South Sudan: One year after independence
Increasing non-oil revenue
Over the past two years, 5 states in South Sudan with support from UNDP, have set up functioning state revenue authorities with the capacity to collect, plan, monitor and report revenue, in an effort to put in place a more effective and efficient tax system to boost non-oil revenue. As a result, all 10 states, with the other 5 states working through the State Ministries of Finance, have been able to boost revenue collection by more than 100 percent. .
- Revenue Collection Increased by percentage: - Northern Bhar el Ghazal (360) - Lakes (189) - Jonglei (128) - Central Equatoria (106) - Western Equatoria (100)
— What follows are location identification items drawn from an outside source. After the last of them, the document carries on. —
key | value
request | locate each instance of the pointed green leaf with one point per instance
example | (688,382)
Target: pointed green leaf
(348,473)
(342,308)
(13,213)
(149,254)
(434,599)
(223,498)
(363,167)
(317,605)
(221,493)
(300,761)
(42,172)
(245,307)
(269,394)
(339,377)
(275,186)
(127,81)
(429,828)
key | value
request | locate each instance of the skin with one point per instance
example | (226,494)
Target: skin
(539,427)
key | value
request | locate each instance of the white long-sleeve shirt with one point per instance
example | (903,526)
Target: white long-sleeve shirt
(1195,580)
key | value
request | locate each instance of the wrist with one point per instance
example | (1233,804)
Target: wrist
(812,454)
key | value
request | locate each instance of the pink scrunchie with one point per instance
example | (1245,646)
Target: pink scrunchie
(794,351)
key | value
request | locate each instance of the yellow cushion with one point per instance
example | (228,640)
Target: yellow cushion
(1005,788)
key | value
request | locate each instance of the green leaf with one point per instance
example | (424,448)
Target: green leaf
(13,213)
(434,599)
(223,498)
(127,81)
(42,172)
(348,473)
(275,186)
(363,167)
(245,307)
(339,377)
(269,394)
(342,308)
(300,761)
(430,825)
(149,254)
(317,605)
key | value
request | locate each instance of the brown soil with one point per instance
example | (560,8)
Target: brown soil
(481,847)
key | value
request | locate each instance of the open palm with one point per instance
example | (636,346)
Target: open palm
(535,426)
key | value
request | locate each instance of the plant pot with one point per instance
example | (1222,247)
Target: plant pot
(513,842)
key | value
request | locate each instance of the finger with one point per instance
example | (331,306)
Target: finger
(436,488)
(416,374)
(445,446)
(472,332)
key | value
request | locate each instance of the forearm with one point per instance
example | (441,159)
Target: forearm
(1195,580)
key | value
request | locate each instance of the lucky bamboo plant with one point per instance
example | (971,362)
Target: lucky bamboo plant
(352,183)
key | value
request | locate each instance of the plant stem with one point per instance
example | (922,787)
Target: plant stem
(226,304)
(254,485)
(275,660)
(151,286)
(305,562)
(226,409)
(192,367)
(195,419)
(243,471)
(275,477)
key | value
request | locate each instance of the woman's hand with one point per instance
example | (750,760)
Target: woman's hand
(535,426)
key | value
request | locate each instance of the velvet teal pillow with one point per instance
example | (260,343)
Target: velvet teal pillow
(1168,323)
- All ten states have been able to boost revenue collection by more than 100 percent
- All ten states have completed annual workplans, budgets and appropriation bills with support from UNDP specialists embedded in the state ministries of finance
Investing in the Government’s capacity for planning and financial management, oversight and accountability puts in place a strong foundation for long term statebuilding, and now is even more urgent following austerity measures enacted after the nation’s oil shutdown in January 2012, which accounted for 98 percent of its revenue.
In partnership with the donor-supported Capacity Building Trust Fund and Tanzania’s Institute of Tax Administration, the United Nations Development Programme (UNDP) has helped strengthen revenue collection systems and boost non-oil revenue.
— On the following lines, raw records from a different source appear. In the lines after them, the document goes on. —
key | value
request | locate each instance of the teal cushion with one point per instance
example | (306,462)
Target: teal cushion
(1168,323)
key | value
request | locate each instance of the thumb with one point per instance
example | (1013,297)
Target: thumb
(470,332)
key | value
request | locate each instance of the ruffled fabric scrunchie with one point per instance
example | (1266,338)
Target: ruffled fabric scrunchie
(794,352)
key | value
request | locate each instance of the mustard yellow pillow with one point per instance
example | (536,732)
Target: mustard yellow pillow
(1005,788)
Across all ten states UNDP has embedded planning, finance and revenue specialists who have supported the training of more than 490 accountants, revenue and planning officers in financial management, accounting, and development-focused planning, including an intensive three-week course on public financial management for personnel in the 79 county level planning units. A simplified computerised tax administration management system has been installed in Northern Bahr el Ghazal, and 18 revenue officers were trained on how to enter, store and analyze data. Over 40 Revenue Authority and state Ministries of Finance staff where no formal Revenue Authorities have been established have been conducting taxpayer education campaigns to raise awareness and provide public information on the new initiatives. The UNDP Revenue, Financial Management, Statistical and Planning Specialists supporting their Government counterparts have introduced legal frameworks, revenue collection guidelines, accounting procedures and have strengthened the financial management and planning at the state level.
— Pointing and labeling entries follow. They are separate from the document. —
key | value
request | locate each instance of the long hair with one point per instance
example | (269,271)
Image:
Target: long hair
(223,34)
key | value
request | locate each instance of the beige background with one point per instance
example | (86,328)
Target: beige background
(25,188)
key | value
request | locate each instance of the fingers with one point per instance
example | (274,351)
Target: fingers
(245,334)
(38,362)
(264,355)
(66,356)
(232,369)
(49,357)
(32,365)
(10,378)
For example, through these efforts Eastern Equatoria’s state revenues have grown. In 2009, the state collected SSP2.8 million. This increased by 178 percent to SSP7.9 million in 2010 and by 104 percent in 2011, bringing in SSP16.1 million to the state. The state’s revenue authority is building on this progress by strengthening its internal controls system, streamlining revenue collection by closing down unlawful collection centres, and is regularly monitoring progress and compliance. In Northern Bahr el Ghazal revenues increased from 2.5 million in 2010 to 10.3 million in 2011.
With the recent reforms to strengthen controls during austerity, the Government has centralized revenue collection. Through the Inter-Governmental Fiscal Transfer Task Force headed by the central Minister of Finance and Economic Planning, state Ministers of Finance have been providing invaluable inputs on how to strengthen revenue collection and ensure that resources are re-allocated equitably in the interests of the development agenda and ensuring core functions of government are in place to meet the people’s very high expectations.
Similar results have been seen across South Sudan. In the states of Central Equatoria, Jonglei, Lakes, Northern Bahr el Ghazal and Western Equatoria - where revenue collection has increased by 106 percent, 128 percent, 189 percent, 360 percent and 100 percent respectively in the past year. In addition all ten states have also completed annual workplans, budgets and appropriation bills with support from UNDP specialists embedded in the state ministries of finance.
These additional resources, as well as improved planning and financial management is critical for the state governments to become increasingly self-reliant, address the needs of their communities and manage limited resources, particularly during this period of austerity. To ensure that key state building blocks are still in place when the country emerges from austerity, UNDP has refocused its work with the national and sub-national authorities (state and county level) to build capacity in specific core functions including planning and financial management, oversight and accountability, conflict prevention and rule of law.
The Capacity Building Trust Fund is supported by Canada, Denmark, Netherlands, Norway, Spain, Sweden and the United Kingdom.
South Sudan became the world’s newest nation on 9 July 2011.